Localized cutaneous sporotrichosis lasting for 10 years

Departmant of Dermatology and Venereology, All India Institute of Medical Sciences, New Delhi.

Correspondence Address:
Dr. Rathiís Skin Clinic, 143, Hill Cart Road, Siliguri-734401, W. Bengal.

  #  Abstract

A case of localized cutaneous sporotrichosis lasting for 10 years is being reported. The fixed cutaneous variety creates diagnostic difficulty by mimicking other conditions, chiefly lupus vulgaris.

How to cite this article:
Rathi S K, Ramam M, Rajendran C. Localized cutaneous sporotrichosis lasting for 10 years . Indian J Dermatol Venereol Leprol 2003;69:239-40

How to cite this URL:
Rathi S K, Ramam M, Rajendran C. Localized cutaneous sporotrichosis lasting for 10 years . Indian J Dermatol Venereol Leprol [serial online] 2003 [cited 2020 Jul 9];69:239-40. Available from:

  ::   Introduction Top

Sporotrichosis is a fungal infection caused by Sporothrix schenckii.[1] Both cutaneous and systemic forms of sporotrichosis exist. Three clinical types are described: (i) fixed cutaneous, (ii) lymphocutaneous, and (iii) disseminated. Lymphocutaneous sporotrichosis is easy to recognize but fixed sporotrichosis can pose diagnostic problems.[2],[3] The following report illustrates the diagnostic problem caused by the fixed type of cutaneous sporotrichosis mimicking lupus vulgaris.

  ::   Case Report

A 60-year-old woman presented with a single, well-defined, erythematous, mildly scaly plaque with central clearing and scarring on the extensor of the left forearm [Figure-1]. Thickened lymphatic cords were not palpable in the vicinity nor was there any significant lymphadenopathy. The plaque began as a small papule 10 years earlier. It gradually increased in size for the first 2-3 years and had remained static since then. There was itching and superficial ulceration of the plaque off and on. She did not recall any history of thorn prick or any other injury at the site of the lesion. There was no history of cough, hemoptysis or weight loss. A biopsy had revealed granulomatous inflammation and she was treated with three antitubercular drugs for six months. However, there was no improvement with this treatment.

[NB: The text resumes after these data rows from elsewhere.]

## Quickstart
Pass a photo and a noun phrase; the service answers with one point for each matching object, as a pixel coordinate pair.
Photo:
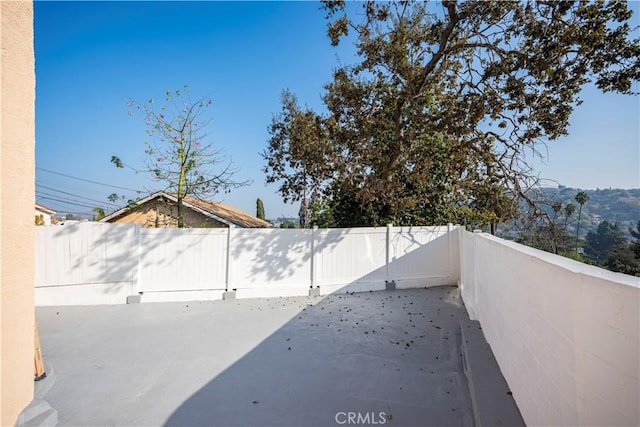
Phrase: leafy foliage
(260, 209)
(434, 122)
(599, 243)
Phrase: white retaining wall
(565, 334)
(97, 263)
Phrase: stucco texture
(161, 213)
(17, 196)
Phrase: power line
(82, 205)
(74, 195)
(87, 180)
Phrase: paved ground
(391, 357)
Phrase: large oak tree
(449, 100)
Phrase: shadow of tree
(390, 353)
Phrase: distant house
(160, 210)
(43, 215)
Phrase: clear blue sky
(93, 57)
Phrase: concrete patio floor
(391, 357)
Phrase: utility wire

Her general physical and systemic examinations were normal. Her routine laboratory parameters, including the liver and renal function tests, and X-ray chest, were within normal limits. HBsAg, HCV and Mantoux test were negative. Ultrasonography of the abdomen was normal except for fatty infiltration of liver. A second skin biopsy showed extensive mixed cell granulomas in the upper and mid dermis with neutrophilic abscesses and many eosinophils. No organisms were seen. Tissue sent for fungal culture grew Sporothrix schenckii.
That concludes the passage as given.